Description
Maria STELVIO (1878 – 1950).
Trieste: Stabilimento tipografico nazionale [National Printing Establishment ] 1942.
This fascinating cookbook in Italian language contains 1130 recipes for various dishes and alcohol beverages, typical for Trieste, a port city in the north Adriatic Sea, where North Italian, Slovenian, Croatian and Austrian influences meet. After centuries of being a part of the Habsburg Empire and Austro-Hungary, the city was annexed to Italy in 1920, and was soon affected by severe Fascist reforms, which suppressed all non-Italian elements.
The author Maria Stelvio (1878 – 1950) was working during the First World War as a reporter on the Italian Piave front and settled in Trieste after the war to raise a family. A curious journalist in the time of Fascist Italy, Stelvio smartly moved from political topics to more practical ones and started gathering local recipes, deriving from what is today Austria, Slovenia, Croatian coast, Friuli and Gorizia. The recipes, first published in 1927, are simple and composed entirely of local products, which were available at the time to any household.
In the introduction the author writes she gathered these recipes for her daughter, who recently got married, but was unsure about her cooking. The text should guide her not only to cook basic local dishes, but also to use ingredients rationally. Stelvio also dedicated the book to all the women, who gave up their professional careers to become housewives, so the recipes would bring happiness to their marriage.
The book encourages the reader to cook economically. The households of Trieste, although a prosperous port city, were often affected by rationing during the Fascist times and after World War II. Several introductions to the chapters give advises on smart buying of ingredients (such as coffee and pepper in grains are cheaper than grinded) and reusing leftovers (water of cooked vegetables is already rich in minerals and salt and should be reused for making soups by adding only scarce further ingrediencies).

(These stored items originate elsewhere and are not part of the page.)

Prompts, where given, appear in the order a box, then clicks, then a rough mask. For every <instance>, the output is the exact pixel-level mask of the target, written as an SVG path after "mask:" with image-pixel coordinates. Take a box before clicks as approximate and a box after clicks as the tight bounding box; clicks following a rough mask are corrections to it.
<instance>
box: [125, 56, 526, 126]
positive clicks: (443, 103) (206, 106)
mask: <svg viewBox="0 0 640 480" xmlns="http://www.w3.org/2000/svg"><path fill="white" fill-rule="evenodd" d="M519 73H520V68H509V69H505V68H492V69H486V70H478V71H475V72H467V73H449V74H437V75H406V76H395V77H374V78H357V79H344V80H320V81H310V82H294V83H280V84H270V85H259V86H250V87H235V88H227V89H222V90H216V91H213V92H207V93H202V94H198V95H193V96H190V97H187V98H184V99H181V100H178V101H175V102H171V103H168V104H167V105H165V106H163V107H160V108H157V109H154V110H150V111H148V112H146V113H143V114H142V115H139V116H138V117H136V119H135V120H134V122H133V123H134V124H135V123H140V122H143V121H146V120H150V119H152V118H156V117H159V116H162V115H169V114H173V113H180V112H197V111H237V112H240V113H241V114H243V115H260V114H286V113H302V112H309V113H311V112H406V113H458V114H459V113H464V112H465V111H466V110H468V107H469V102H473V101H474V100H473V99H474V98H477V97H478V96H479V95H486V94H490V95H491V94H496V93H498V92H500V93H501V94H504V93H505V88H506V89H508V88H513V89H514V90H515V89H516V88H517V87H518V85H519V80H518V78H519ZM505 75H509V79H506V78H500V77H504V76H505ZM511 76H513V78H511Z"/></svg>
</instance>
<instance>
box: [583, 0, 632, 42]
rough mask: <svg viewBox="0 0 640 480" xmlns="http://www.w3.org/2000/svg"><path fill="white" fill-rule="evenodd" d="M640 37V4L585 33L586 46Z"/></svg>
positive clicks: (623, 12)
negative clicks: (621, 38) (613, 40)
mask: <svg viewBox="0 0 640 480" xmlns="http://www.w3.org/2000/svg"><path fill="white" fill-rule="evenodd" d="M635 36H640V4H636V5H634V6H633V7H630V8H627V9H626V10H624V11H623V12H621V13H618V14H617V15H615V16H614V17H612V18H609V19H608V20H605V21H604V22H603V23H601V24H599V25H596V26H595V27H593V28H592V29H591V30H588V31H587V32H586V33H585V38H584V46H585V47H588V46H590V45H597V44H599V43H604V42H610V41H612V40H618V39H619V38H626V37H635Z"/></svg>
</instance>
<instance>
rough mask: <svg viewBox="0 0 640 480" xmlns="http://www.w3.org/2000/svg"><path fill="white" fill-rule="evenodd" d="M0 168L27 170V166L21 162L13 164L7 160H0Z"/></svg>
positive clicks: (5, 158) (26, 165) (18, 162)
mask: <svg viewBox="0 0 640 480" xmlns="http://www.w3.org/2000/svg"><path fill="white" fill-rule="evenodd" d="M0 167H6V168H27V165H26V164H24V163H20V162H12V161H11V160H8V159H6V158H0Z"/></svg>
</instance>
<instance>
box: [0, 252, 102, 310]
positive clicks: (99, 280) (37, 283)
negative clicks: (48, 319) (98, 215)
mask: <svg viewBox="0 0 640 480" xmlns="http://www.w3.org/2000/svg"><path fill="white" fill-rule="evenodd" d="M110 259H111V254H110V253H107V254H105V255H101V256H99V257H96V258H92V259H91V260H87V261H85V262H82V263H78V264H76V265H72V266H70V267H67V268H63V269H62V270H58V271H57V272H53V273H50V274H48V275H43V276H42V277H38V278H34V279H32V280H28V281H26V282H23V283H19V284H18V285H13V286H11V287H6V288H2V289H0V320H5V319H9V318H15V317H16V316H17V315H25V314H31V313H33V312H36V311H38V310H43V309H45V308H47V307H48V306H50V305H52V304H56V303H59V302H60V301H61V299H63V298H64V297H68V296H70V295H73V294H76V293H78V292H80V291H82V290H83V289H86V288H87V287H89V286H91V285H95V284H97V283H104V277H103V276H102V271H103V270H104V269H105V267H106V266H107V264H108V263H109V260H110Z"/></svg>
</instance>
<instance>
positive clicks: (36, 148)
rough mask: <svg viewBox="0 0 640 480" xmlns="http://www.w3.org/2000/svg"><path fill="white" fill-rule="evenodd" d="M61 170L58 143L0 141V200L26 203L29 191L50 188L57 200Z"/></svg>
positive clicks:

Included are recipes for starters (antipasti), “luxury” soups, summer soups, winter soups, sauces (economical, normal and “luxury”), various salads, vegetables, meat, fish and shellfish, main dishes, including gnocchi, risotto, pasta, cannelloni, economical deserts (mostly with pasta ang gnocchi), dishes for children, snacks (mostly various versions of frittata), cold and warm beverages and bread. Especially intriguing is the chapter with desserts, where influences of Northern Italy and Austro-Hungary meet im mostly pastries such as involtini, panicelli / palačinke / palatschinken, frittata, sminuzzata / Schmarn / šmorn, fritelle, crostoli, panettoni, Kugelhupf /Guglhupf / šárkelj, pinza / pinca, potica from Gorica (potica is now Slovenian national pastry), presnitz from Kostanjevica / kostanjeviški presnec, struccoli (cooked short crust pastry, filled with walnuts, cheese, fruit or similar filling, typical for Gorizia and Friuli area, a version known as štruklji in Slovenian) etc. The last chapter contains recipes for canned and pickled fruit and vegetables, including alcohol beverages, such as Nocino goriziano (Walnut liqueur of Gorizia), rum, ratafià, fake sparkling wine, vino chinato (i. e. cinchona bark, wine, pure alcohol and sugar) etc.
The book became a classic, not only as a source but also as an inspiration for many modern recipes, and is was published in 16 editions until 2008. Despite of its being published over 81 years, the book remains rare in the libraries worldwide. Worldcat only records 10 examples of various editions, all of which appear to be published after the war (OCLC 780962323).
The present example is a fourth edition, published during World War II, in Fascist Italy, with Trieste being one of the strongpoints of the movement. A special introduction was inserted, instructing the reader how to approach the recipes at the time of the war and bombing, how to cook with one pot on the top of the other, to save energy, how to save scraps for heating in the winter and wash without soap.